I bring you back now to the war between the indentured labourer’s child and the Trader’s child, both of whom want dominion over their combined progeny. Me, ever the researcher suggests that we put this to the test. Who are these children really? Will they accept a lineage of the burned brown backs of bony men planting sugarcane, or will they lean towards the soft hands of women hidden behind lattice, writing letters to relatives in Universities in Dublin, before going downstairs to sell silky fabrics to garachs? I have to know. I will not rest. I suppose it doesn’t escape me that while my ancestor was still trying to work out how to use a sickle without lopping his head off, my husband’s ancestor was learning the subtleties of elachie in the perfect Biryani. Strange dichotomy that.
So, the experiment began with Saturday finding this mix-up of a familia striding down Grey Street, into Victoria Street, snaking into Madressah Arcade and Kismet Arcade, dodging a million bodies at Victoria Street Market and peeping into the largest mosque in the Southern Hemisphere. Brave people, us. I certainly did not see glitz and glamour. I did see a few old stalwarts in tiny shops fixing clocks and selling bespoke buttons though. My husband used the time to stand and mutter with misty eyes about Jhavery’s shoe shop and Shiraz who worked in Shiraz arcade. Goofy’s name came up a few times. That got the children smiling. A cat burglar was mentioned, some googlies that Amra bowled in Victor Lane, and the swinging hips of Saadiya as she sauntered into the Avalon. I had to pry him off the pavement, and bribe him with a hotdog from Tasty Eats to stop him from sobbing.
Well, looking at my hot and bothered children as they watched the circus that is now Town, I high-fived the air. Surely, the Canefields would win now.
I was wrong. Sunday saw us dragging the tykes on an hour’s drive into the sugar cane fields, rivers and dongas of my youth. They were not impressed when I had my misty-eyed moments, describing the way we would net shrimps in the river, and run barefoot through a cane fire. Showing them the first school I attended elicited guffaws. I told my husband to stop laughing. It had a huge water tank, and three classrooms. I was losing the war. My seven year old asked if this place had Wi-Fi and I found myself cursing yet another type of Pad in my lifetime.

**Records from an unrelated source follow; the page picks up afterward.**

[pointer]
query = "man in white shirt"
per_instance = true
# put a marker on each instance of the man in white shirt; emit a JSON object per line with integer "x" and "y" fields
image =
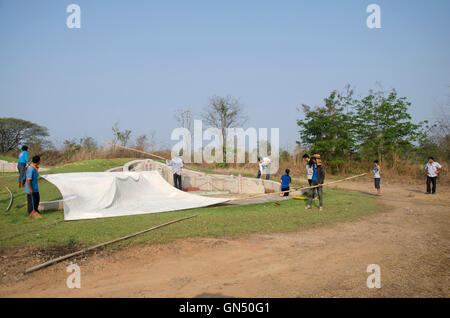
{"x": 264, "y": 164}
{"x": 432, "y": 169}
{"x": 177, "y": 165}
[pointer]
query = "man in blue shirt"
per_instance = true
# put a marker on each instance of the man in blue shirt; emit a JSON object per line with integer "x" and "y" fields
{"x": 22, "y": 166}
{"x": 32, "y": 189}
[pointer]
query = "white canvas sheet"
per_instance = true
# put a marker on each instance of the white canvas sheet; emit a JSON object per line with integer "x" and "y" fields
{"x": 90, "y": 195}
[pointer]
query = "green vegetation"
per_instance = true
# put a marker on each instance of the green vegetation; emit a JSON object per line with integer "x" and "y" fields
{"x": 222, "y": 221}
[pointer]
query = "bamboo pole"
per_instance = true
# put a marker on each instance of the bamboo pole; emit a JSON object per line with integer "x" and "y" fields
{"x": 133, "y": 149}
{"x": 10, "y": 200}
{"x": 59, "y": 259}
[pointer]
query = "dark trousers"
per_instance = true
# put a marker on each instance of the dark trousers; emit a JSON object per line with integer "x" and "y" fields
{"x": 33, "y": 200}
{"x": 177, "y": 181}
{"x": 431, "y": 180}
{"x": 267, "y": 175}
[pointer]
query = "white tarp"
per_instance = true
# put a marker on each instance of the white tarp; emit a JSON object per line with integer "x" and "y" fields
{"x": 90, "y": 195}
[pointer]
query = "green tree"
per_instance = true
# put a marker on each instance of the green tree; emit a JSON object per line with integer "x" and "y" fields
{"x": 15, "y": 132}
{"x": 328, "y": 130}
{"x": 383, "y": 125}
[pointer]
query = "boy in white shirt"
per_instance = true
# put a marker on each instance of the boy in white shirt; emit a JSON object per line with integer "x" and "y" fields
{"x": 177, "y": 167}
{"x": 432, "y": 169}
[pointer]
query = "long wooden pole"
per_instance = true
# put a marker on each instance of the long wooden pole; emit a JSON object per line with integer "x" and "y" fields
{"x": 137, "y": 150}
{"x": 59, "y": 259}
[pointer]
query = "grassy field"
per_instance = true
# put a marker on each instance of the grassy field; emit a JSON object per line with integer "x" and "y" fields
{"x": 222, "y": 221}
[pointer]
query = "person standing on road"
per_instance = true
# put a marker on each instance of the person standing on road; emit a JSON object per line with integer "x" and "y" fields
{"x": 177, "y": 165}
{"x": 22, "y": 166}
{"x": 377, "y": 176}
{"x": 318, "y": 179}
{"x": 432, "y": 168}
{"x": 32, "y": 188}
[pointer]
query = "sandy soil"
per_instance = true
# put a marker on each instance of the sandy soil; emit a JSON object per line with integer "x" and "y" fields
{"x": 409, "y": 240}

My descriptive demonstrations of the coal stoves, the lanterns, the boreholes and the stinky dam were in vain. I felt at peace. My husband hunted for garachs. My kids screamed their exit.
On the homeward journey from the sugar cane farm to suburbia, which is a place neither of us have grown up in, I realised that all this history will never really matter to these children. Unless we constantly push them to see these places, to read our stories, to meet the old men and women who still hold these places dear in their hearts, all will be lost to a Stadium that began life as a basket but transmogrified into a swinging Circ du Soleil.

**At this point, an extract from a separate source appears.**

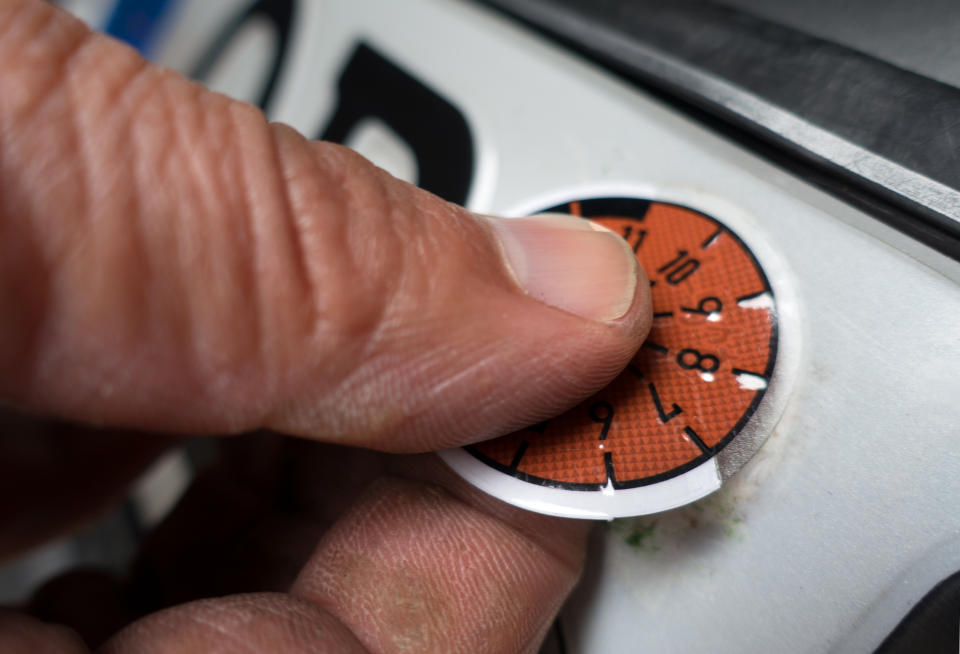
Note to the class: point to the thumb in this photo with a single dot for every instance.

Suketu Mehta, in his magnificent novel, Maximum City, describes the Bombay of his birth through the eyes of his child who was born and grew up in New York. He returns to New Mumbai, and laments that his son will never know the pleasures of walking into a neighbour’s flat unannounced for a hefty dinner, and a cuddle from everyone’s grandma. In a linguistic moment of nostalgia, he stands on Manhattan Streets and actually yearns to scream out a colloquial Hindi swear word. I feel his pain.

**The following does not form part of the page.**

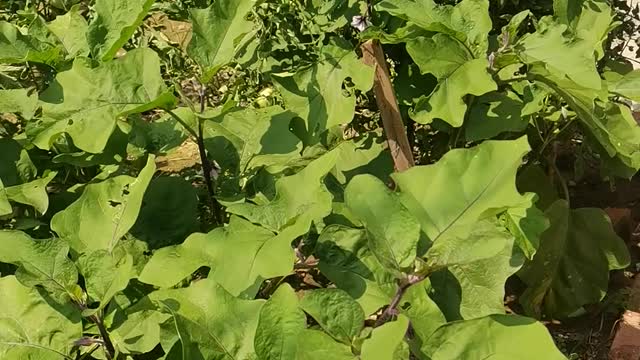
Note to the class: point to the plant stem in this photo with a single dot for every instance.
(393, 306)
(394, 130)
(109, 349)
(206, 165)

Yes, tis true indeed. It is Town, or perhaps you have a penchant for calling it Casbah. And yes, those were dirty, filthy cane fields by all standards. People suffered deeply in both places. What matters is that our children will one day look at the ghosts of these places. We will no longer be there to tell them the stories. Who cares if my children are a confused bundle of cane-cutter, shop owner, tinker, tailor, soldier, spy? I just care that they know that these worlds existed and I will tell them about it. Everyday.